The state of modern data engineering is that it is shifting towards a more decentralized and flexible approach to manage the growing volume of data. A new concept, data mesh, has emerged to address the challenges of centralized data management teams becoming bottlenecks for data operations. It advocates a federated data platform across domain partitions that treats data as a product. This enables domain owners to have ownership and control over their data products, reducing reliance on central teams. While promising, data mesh adoption may face barriers related to expertise and requires advanced tools and infrastructure to enable self-service capabilities.

Data observability has become critical in data engineering, similar to system observability in application architecture. Observability is critical at all levels, including data observability, especially in the field of machine learning. Trust in data is critical to the success of AI, and data observability solutions are essential for monitoring data quality, model drift, and exploratory data analysis to ensure reliable machine learning results. This paradigm shift in data management and the integration of observability across data and machine learning pipelines reflects the evolution of the modern data engineering landscape.

Updates to the Explanatory Curve

This trend report also includes an updated chart showing our predictions for the current state of some technologies. The categories are based on the book Crossing the Chasm by Geoffrey Moore. We focus on those categories that have not yet crossed the chasm.

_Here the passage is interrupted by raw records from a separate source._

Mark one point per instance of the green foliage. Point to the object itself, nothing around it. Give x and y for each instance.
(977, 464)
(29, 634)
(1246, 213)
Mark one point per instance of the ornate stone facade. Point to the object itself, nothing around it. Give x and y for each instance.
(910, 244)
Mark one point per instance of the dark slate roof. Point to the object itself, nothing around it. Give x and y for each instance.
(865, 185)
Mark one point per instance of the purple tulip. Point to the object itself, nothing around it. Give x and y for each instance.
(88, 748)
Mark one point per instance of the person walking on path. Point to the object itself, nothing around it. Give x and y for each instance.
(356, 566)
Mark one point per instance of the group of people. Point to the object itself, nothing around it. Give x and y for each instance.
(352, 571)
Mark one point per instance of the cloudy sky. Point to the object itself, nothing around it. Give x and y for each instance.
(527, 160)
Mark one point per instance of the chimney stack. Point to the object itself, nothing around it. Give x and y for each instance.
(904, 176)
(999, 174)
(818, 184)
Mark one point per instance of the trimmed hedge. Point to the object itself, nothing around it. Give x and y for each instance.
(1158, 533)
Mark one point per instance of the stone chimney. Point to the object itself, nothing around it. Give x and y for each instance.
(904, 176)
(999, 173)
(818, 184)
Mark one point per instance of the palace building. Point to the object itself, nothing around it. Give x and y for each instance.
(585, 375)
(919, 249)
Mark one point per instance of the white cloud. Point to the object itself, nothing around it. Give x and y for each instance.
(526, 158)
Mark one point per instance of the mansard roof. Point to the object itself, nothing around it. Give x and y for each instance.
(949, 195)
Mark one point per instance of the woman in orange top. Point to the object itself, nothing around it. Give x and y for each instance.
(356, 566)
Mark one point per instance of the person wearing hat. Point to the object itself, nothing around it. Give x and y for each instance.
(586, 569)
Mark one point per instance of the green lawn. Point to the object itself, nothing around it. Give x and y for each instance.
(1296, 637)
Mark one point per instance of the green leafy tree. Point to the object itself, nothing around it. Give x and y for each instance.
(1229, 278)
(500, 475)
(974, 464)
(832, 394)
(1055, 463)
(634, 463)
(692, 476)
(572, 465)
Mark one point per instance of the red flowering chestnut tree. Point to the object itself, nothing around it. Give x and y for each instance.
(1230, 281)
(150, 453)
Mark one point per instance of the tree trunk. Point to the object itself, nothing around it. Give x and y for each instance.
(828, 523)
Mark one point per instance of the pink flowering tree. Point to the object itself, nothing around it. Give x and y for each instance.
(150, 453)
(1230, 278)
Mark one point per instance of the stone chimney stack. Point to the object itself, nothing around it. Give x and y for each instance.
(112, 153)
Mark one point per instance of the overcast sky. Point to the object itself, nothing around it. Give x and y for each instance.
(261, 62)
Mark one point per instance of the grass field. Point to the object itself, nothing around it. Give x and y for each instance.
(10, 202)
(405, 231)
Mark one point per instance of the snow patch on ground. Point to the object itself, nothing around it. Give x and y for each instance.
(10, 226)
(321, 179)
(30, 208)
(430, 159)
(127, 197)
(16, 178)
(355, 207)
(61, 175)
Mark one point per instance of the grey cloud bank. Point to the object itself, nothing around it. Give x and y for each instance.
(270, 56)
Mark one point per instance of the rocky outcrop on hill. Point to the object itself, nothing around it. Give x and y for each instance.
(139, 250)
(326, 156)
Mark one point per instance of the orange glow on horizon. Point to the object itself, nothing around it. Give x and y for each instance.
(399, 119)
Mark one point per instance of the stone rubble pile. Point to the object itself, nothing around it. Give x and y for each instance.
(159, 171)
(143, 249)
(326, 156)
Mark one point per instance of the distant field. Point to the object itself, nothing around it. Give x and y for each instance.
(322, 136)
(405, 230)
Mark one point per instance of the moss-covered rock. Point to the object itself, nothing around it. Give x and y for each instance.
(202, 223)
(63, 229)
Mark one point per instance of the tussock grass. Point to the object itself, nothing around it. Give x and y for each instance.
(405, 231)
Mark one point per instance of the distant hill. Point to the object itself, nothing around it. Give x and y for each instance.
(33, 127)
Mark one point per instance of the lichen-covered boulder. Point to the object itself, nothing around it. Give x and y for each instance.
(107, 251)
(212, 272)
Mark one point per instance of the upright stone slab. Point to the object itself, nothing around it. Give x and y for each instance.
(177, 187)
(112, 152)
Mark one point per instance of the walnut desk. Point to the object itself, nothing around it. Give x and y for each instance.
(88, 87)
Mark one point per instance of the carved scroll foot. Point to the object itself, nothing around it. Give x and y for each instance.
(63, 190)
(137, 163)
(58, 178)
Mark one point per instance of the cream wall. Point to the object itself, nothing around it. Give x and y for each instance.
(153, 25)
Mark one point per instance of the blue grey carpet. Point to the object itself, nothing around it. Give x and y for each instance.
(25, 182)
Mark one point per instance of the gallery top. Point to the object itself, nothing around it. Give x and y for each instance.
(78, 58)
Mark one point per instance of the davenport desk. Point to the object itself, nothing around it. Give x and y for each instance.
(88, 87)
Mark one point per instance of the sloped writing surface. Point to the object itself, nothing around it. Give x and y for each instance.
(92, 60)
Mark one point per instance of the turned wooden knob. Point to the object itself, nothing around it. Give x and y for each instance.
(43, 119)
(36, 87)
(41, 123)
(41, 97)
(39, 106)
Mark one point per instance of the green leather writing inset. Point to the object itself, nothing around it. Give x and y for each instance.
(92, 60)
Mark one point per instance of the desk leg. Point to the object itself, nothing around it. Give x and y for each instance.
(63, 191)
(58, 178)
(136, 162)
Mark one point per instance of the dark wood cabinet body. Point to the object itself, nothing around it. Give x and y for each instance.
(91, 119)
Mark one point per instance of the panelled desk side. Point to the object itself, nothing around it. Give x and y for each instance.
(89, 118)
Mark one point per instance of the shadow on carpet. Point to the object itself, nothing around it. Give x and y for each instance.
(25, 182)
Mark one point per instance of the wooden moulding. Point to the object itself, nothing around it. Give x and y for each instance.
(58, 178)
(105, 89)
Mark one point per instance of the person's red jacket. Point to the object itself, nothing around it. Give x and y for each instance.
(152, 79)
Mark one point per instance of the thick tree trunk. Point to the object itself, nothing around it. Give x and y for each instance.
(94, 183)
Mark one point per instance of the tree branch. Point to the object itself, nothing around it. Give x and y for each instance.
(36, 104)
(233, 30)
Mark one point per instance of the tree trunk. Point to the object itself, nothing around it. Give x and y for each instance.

From innovators to early adopters, one notable upgrade is "AI Coding Assistant". Although it was just launched last year and almost no one is using it, we are seeing more and more companies offering it as a service to their employees to make them more efficient. It is not a default part of every technology stack, and we are still exploring how to use them most effectively, but we believe its adoption rate will continue to grow.

We believe that the area that is currently crossing the chasm is Natural Language Processing. This is not surprising, as following the huge success of ChatGPT, many companies are trying to incorporate Generative AI features into their products. Therefore, we decided to let it cross the chasm and enter the Early Majority category. There is still a lot of growth potential in this area, and time will tell us more about the best practices and capabilities of this technology.

There are a few categories to watch that have not seen any movement at all. These technologies include synthetic data generation, brain-computer interfaces, and robotics. All of these technologies seem to have been stuck in the Innovators category. The most promising in this regard is the topic of synthetic data generation, which has received more attention recently with the GenAI hype. We do see more and more companies talking about generating more training data, but have not seen enough applications actually using this data in their stack to move it to the Early Adopters category. Robotics has been in the spotlight for many years, but its adoption rate is still too low for us to guarantee that it will change.

We also introduced a few new categories in the chart. One notable one is Vector Search Databases, which is a byproduct of the GenAI craze. As our understanding of how to represent concepts as vectors continues to improve, the need for efficient storage and retrieval of vectors has increased. We have also added Explainable AI to the Innovators category. We believe that the ability of computers to explain why they made a particular decision is essential for widespread application to combat hallucinations and other dangers. However, we do not currently see enough research results in the industry to promote it to a higher category.

Conclusion

The fields of artificial intelligence, machine learning, and data engineering are booming year after year. Both the technical capabilities and potential applications are still booming. For the editors, it is exciting to be so close to this progress and look forward to continuing to cover it next year. In the podcast, we made some predictions for the year ahead, ranging from "General artificial intelligence will no longer exist" to "Autonomous agents will become a reality."